The first campus blockade over the CPE took place in Rennes in February 2006. Far from antagonising the apolitical student majority, the takeover increased support for the activists. Within weeks two-thirds of French campuses and hundreds of secondary schools were blocked, with only a minority expressing frustration at being prevented from studying. The same is true of the population at large: the protests played a key role in changing citizens' minds. Few opposed the CPE when it was introduced on 16 January, but popular hostility grew with the movement; by late March, 70% of people told pollsters they were against the plan. The movement was the cause not the consequence of widespread anger.

The attitude of media and political elites is equally enlightening. Initial criticism of the CPE was restricted to Villepin's usual foes, notably leftwing commentators and anti-Chirac centrists. And this criticism focused mostly on the way the law had been rammed through parliament, using the blockbusting Article 49-3 of the constitution. It was only when protests swelled that wide sections of the commentariat and the political mainstream decided that the plan itself had been a terrible idea from the start. Even conservative commentators and centre-right deputies rounded on Villepin.

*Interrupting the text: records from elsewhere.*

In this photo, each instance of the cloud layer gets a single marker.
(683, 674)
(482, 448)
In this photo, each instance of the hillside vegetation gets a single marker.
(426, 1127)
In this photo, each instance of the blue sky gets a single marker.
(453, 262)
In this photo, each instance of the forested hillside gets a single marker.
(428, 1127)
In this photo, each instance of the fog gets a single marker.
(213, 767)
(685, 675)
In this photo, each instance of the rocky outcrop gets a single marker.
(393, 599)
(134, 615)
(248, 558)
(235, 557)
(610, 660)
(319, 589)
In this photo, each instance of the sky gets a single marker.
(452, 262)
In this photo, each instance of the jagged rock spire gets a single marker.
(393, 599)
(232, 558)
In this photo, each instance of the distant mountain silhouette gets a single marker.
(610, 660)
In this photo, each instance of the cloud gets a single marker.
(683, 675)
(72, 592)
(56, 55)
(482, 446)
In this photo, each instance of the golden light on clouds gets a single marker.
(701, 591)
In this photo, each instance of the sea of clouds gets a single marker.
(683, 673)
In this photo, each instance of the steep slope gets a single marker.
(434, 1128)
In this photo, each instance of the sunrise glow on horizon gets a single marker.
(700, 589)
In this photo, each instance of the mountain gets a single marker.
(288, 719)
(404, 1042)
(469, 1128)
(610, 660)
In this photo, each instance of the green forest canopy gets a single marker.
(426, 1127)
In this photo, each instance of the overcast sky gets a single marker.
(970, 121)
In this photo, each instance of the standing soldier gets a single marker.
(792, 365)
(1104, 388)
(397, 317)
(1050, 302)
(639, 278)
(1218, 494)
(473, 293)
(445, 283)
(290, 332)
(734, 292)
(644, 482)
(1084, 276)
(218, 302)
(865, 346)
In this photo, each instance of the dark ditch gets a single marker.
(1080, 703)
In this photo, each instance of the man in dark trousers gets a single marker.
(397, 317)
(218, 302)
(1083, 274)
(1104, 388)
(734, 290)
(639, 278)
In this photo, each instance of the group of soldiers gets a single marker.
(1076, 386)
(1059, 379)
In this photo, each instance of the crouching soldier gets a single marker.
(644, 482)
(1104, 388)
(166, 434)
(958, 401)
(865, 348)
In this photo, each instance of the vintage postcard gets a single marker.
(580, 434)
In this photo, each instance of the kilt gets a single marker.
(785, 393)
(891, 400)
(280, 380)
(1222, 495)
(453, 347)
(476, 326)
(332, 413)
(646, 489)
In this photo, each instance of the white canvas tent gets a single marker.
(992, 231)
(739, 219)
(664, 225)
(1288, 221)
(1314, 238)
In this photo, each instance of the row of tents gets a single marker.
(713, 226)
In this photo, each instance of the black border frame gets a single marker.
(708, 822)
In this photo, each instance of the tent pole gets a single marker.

The protesters, in short, are widely seen as the legitimate voice of the people. This is part of the French exception. Mass rallies can also lead to government climb-downs in other countries – as was the case with Britain's 1990 poll tax riots. But in France the protesters have more than a consultative voice, which the authorities may or may not choose to take into account. Both the public and smart opinion regard them as the ultimate arbiters of policy.

Why then, you may ask, does France bother with elected politicians? The philosopher Jean-François Revel raised this interesting question in 1994 in the wake of the government's U-turn on the youth wage plan. Revel then made a "modest proposal":

"We must formalise a state of fact that is already stronger than the formal Constitution… Since representative power has been stripped of any significance, I suggest the President of the Republic should be drawn by lots. He would rule from the Elysée palace, surrounded by cronies – which would not alter accepted practice. Instead of getting bills passed by the Assembly and Senate – a horrible waste of time – the President would just announce them to all and sundry, and wait for reactions. In case of sustained calm, the law is approved. If unrest occurs, it is withdrawn."

It is time to revive Revel's plan for constitutional reform. Such a procedure would formalise a system that is already in force, but has the advantage of being much speedier and less costly than the obsolete parliamentary apparatus France retains.